Ben Mossman: In the past, our greatest strength has been that we come from different points of view, and that created very unique sounds. But now it's gotten to the point that we're in such different places, everyone is pulling in different directions.
Is this the end of making music for any of you? Any plans to move on to graphic design or accounting?
Matt Close: Absolutely not. How could anyone be done with music? Once this decision was reached, I started writing harder than ever. I feel like it opened up some energy in me. There was no more of that, "Here's an idea, can we use this?"
What's more difficult: Breaking up with a lover or breaking up with a band?
Jonathan Evans: The band, because we're all really good friends. We've been through a lot of shit together. Way more than any significant other. I've opened up about things with the band that I would never open up about with a significant other.
MC: Over the last seven years, these three guys have become the closest people to me. They know all my dirty laundry, and it's not a problem to them.
Is there something about making music together that bonds people in a deeper way that friendship or even sex can't compare to?
BM: It's the pursuit of a common goal. There's personal interaction that's going to happen, and there's financial cohabitation, but those are side issues to the reality that we're all pursuing the same thing. And that's a unique dynamic.
LM: I've had some of the best moments of my life when I'm on stage with you guys. We learned to thrive in an environment where circumstances will be stacked against us, when our back's together, circling the wagons, fighting an audience.
MC: I realize that I'm going to miss screaming at you guys on stage a lot. It doesn't even have to be words; it's just leaning over and pumping up each other's energy.
Looking back at the last seven years, what stands out as some of your favorite Achille Lauro moments?
MC: Oakland.
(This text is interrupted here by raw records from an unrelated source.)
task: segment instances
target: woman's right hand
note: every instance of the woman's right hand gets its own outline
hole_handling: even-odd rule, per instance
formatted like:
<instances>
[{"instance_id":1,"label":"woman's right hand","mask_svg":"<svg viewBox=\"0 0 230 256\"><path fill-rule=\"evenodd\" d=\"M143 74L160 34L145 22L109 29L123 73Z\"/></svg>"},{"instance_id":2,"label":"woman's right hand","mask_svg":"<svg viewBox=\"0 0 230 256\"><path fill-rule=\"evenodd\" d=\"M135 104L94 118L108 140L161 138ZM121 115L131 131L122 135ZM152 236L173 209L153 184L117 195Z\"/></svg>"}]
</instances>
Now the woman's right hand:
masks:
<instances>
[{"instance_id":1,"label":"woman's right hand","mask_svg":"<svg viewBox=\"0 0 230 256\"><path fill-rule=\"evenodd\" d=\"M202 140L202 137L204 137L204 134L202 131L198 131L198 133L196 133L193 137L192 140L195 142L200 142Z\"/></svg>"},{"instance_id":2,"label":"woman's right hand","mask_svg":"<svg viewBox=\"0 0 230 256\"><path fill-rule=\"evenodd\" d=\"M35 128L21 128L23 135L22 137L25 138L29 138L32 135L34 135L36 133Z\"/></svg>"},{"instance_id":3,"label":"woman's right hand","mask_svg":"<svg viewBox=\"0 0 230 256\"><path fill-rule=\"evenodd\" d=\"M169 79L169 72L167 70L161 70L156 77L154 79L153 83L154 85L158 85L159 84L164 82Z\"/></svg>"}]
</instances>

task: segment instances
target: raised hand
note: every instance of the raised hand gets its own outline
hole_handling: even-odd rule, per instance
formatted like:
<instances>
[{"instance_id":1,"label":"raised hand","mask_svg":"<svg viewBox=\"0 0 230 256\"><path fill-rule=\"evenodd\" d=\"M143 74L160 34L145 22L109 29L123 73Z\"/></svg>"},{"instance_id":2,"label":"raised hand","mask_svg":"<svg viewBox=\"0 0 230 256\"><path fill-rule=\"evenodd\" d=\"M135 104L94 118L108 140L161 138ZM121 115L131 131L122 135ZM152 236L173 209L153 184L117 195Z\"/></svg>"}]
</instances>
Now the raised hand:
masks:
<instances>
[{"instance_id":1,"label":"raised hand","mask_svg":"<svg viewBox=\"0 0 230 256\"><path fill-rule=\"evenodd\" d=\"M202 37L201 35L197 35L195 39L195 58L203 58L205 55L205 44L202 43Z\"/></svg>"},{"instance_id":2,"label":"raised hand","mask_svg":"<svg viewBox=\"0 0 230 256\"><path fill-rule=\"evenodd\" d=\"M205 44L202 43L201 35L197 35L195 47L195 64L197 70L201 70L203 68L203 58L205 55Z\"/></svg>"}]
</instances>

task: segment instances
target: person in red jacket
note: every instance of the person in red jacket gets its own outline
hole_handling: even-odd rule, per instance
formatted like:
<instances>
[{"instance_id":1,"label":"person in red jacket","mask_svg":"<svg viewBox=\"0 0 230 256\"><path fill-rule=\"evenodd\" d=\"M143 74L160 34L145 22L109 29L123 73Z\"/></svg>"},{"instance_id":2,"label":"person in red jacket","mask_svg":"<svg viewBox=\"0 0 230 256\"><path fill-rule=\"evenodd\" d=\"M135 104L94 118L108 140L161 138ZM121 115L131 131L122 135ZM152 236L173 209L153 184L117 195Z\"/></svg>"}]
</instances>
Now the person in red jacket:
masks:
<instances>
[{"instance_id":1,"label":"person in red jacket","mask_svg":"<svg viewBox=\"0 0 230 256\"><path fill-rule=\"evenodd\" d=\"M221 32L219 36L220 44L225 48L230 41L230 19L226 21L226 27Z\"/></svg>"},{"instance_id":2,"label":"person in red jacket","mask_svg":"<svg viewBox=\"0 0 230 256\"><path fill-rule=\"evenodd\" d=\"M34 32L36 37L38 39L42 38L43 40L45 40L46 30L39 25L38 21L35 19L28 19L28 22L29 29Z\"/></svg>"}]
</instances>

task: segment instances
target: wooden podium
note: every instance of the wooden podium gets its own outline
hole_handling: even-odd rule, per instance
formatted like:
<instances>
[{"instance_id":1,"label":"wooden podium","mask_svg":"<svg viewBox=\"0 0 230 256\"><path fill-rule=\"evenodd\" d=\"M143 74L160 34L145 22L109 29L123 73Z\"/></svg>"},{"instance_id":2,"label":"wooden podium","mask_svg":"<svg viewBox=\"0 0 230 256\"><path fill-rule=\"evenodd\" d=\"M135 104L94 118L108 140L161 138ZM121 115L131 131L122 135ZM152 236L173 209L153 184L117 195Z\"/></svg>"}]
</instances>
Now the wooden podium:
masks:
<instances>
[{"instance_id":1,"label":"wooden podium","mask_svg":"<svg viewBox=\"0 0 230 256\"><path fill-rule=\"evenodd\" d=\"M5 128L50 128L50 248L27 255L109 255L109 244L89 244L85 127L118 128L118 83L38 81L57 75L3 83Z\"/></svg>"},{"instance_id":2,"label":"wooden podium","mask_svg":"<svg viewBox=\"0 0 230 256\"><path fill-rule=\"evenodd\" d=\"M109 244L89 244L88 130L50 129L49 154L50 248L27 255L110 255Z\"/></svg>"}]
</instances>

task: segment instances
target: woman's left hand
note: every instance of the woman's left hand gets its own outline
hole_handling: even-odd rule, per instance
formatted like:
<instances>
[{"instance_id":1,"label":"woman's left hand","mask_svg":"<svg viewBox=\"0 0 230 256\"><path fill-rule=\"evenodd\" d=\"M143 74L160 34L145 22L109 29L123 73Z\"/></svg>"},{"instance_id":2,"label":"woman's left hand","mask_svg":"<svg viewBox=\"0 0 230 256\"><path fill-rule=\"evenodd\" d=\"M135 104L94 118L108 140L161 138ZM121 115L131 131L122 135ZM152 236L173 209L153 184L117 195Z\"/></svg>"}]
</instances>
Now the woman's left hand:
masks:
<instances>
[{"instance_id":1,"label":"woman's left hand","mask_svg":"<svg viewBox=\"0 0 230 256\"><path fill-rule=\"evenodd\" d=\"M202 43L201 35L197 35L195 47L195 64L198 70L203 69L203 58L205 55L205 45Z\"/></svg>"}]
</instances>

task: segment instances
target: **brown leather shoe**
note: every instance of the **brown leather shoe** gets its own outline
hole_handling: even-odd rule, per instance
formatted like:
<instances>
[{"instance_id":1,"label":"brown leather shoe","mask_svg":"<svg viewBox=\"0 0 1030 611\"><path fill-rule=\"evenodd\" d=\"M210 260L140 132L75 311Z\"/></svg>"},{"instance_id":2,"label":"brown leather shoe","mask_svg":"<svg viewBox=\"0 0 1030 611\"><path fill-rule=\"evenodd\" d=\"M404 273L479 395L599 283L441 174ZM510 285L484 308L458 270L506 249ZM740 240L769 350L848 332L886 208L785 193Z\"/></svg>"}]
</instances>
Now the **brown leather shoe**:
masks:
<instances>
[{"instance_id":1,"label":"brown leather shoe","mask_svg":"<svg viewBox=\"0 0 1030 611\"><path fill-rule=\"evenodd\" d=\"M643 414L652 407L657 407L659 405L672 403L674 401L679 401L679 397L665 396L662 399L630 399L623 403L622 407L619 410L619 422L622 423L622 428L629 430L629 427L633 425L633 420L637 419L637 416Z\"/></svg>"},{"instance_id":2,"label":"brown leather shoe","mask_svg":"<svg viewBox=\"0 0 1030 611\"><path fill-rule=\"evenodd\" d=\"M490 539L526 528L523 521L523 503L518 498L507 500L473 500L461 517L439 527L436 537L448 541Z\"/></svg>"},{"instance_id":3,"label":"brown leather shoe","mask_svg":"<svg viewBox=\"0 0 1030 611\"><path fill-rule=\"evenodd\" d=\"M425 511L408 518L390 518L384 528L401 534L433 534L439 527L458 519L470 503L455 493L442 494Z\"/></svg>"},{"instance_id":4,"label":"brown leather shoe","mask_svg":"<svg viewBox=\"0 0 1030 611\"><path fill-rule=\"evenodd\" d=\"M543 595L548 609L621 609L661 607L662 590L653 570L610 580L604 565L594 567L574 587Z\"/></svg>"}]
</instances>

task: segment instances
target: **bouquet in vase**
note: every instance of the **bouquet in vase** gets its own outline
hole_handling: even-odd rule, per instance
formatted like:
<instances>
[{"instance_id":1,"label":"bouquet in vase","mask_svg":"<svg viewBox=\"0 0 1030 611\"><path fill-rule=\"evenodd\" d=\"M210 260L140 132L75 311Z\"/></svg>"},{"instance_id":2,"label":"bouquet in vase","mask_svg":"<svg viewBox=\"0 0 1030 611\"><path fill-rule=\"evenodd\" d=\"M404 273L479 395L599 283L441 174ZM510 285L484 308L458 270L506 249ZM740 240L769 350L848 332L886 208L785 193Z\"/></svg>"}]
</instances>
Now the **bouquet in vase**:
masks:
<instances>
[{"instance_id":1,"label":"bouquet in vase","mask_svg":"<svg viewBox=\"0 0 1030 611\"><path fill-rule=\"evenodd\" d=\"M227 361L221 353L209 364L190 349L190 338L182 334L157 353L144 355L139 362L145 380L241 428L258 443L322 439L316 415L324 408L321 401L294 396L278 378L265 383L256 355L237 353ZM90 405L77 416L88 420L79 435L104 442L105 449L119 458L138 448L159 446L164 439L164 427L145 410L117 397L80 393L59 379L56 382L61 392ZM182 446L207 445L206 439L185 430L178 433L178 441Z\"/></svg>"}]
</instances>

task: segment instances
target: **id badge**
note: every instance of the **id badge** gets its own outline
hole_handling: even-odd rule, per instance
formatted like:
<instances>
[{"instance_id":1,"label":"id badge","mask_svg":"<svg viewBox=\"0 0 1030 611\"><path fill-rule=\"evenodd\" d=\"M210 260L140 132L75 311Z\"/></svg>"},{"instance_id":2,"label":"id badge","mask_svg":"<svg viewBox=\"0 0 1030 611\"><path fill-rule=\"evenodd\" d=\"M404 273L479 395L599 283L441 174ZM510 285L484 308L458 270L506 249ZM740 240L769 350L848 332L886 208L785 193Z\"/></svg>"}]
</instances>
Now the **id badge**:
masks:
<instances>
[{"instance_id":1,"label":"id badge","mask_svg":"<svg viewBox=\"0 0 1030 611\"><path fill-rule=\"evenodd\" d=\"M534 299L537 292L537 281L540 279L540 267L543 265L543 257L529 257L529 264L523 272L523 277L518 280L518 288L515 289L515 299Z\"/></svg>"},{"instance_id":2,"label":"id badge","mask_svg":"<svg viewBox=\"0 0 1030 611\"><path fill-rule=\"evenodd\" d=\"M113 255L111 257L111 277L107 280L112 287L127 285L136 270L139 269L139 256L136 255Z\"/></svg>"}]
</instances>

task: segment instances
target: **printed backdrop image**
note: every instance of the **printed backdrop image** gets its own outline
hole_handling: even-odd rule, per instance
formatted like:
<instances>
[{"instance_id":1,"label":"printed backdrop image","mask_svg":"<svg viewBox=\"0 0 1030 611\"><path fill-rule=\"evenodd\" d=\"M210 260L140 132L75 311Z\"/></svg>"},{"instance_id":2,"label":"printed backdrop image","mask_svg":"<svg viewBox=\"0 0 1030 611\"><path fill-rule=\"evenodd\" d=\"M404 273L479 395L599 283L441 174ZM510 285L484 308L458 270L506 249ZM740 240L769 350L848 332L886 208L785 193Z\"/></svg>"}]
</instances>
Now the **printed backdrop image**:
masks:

We ended up in a real hard part of town, in this collective warehouse, playing on a poor setup to an uninterested crowd and responded by playing harder than we've ever played. We consumed a liter of Jim Beam on stage between us. No one else in that room was having a good time, but we sure did.
LM: I would say UMS at 404 -- one of my favorite shows ever. It was like three years ago; we played at midnight. Matt's bass broke, and some guy in the audience fixed it. He still comes to our shows.
MC: I was drinking Cabernade that night.
MC: CaberNADE. Half Cabernet, half yellow Gatorade.
MC: I cannot recommend this enough.
Having been in the Denver music scene for seven years, have you guys seen a lot of things change, for better or worse?
MC: It's beautiful, the evolution that I've seen. We've had a unique window into that, rehearsing in our space at the Olympic Auditorium, where there are twenty other studios. We've seen the makeup of that building shift over the years. The bands have gotten more and more diverse.
We just hear them through the wall; you hear it accidentally walking through the building. When we first started, it was all metal -- really bad metal -- and now you hear hip-hop, or folky bands. I've seen that as a microcosm of the Denver scene.
For me, personally, the evolution of Hot Congress has been incredible. Whenever people ask me about Denver music, I usually hand them an HC sampler. What has your experience been working with that label?
LM: I think it's stronger than ever now. I love the bands that are on it. I'm really proud that it's continued on for so long.
MC: The whole reason for that getting started was sort of a jealousy of watching momentum gather in other cities and seeing that turn into a nationally recognized force. And then we saw some collective momentum here and were like, "Well, let's all push the cart."
JE: It's amazing what it's become from what the original idea was. We had our first couple of meetings here [at City, O' City]. There was no talk about a record label; we were just combining resources. Who has a van? Who can help set up shows in other cities? It was pretty disorganized for the first year or two, but Lucas Johannes really molded it into something more than just musicians drinking beer and talking a big game. Before him, it was just people talking about stuff that was never going to happen.
BM: His effort has been amazing. He's kept it alive.